I’ll leave the case open for it being the major culprit
in this poetically deficient stint that’s now dragging on,
the one man, one measure idea of Heraclitus, from multiple
thousands of years ago, occupies me so fully, in attempting
to determine any honest sense of reality. The visceral reactions,
sensations of mind, through the extremities, at sights, at
sounds, at language, surely there must be biological
similarities between each human being, still we debate what’s
normal to no end, and don’t we come to find, through such open
negotiations of the term, that things we fear most often, in hopes that
no one finds out about, are the same? Is abnormalcy the
only thing we can be sure of? Yet, what’s abnormal to me could be perfectly
ordinary to the next guy. Could this not be the democratic standard?

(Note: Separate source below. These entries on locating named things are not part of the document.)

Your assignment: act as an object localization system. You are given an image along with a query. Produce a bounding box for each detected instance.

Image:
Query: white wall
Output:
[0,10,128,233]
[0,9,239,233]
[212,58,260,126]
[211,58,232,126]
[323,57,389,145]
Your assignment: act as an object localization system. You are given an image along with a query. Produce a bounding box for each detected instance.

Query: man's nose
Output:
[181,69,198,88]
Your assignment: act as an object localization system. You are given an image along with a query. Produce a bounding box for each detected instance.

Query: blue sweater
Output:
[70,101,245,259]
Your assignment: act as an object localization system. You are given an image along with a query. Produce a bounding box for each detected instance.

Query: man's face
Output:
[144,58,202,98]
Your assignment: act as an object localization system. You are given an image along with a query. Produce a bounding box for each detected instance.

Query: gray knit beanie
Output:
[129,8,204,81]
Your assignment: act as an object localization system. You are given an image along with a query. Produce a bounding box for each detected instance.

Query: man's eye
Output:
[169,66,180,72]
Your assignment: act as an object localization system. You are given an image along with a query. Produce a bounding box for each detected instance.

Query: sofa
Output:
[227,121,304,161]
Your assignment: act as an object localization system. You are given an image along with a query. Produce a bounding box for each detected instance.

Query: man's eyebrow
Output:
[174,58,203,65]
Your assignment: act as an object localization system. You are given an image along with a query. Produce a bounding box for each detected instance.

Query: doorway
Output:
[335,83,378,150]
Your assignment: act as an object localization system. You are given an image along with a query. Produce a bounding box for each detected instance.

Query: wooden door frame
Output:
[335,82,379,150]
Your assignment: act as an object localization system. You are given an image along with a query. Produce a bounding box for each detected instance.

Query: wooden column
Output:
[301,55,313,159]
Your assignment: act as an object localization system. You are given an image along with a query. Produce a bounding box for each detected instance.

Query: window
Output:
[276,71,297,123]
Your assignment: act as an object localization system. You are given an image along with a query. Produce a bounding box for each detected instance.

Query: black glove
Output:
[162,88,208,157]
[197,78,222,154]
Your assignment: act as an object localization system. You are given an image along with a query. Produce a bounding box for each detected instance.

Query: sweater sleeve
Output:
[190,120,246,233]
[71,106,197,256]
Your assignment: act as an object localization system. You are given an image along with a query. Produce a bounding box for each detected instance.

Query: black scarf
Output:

Or does that assume too much commonality? Enticed into believing that
true freedom is the choice between this or that? Unfathomable to me
that one man’s views could lie beyond either platform in a
two party system. You’re with us or against us. It’s going to
rain tomorrow, or it’s not. I’ll sell the movie rights to a story and get
rich, or I won’t. Decision making is that simple. We know that’s not
realistic. That’s just how we do our business, but that’s not how it’s done
everywhere. It barely works here anymore. So to understand what
existence really feels like to those in underprivileged nations relies on
experiences most of us here will never have, still we
argue over actions whose devastating consequences don’t actually
affect us, but what it comes down to is, we all want to be happy, right? Or am I
assuming too much there? Or is what I’m assuming simply
linguistic? My definition of happy may differ from yours. Lots of cars, a
lavish home, fancy clothes don’t play into my happiness. Good friends and
long nights are what it takes for real living, but that’s just my perspective.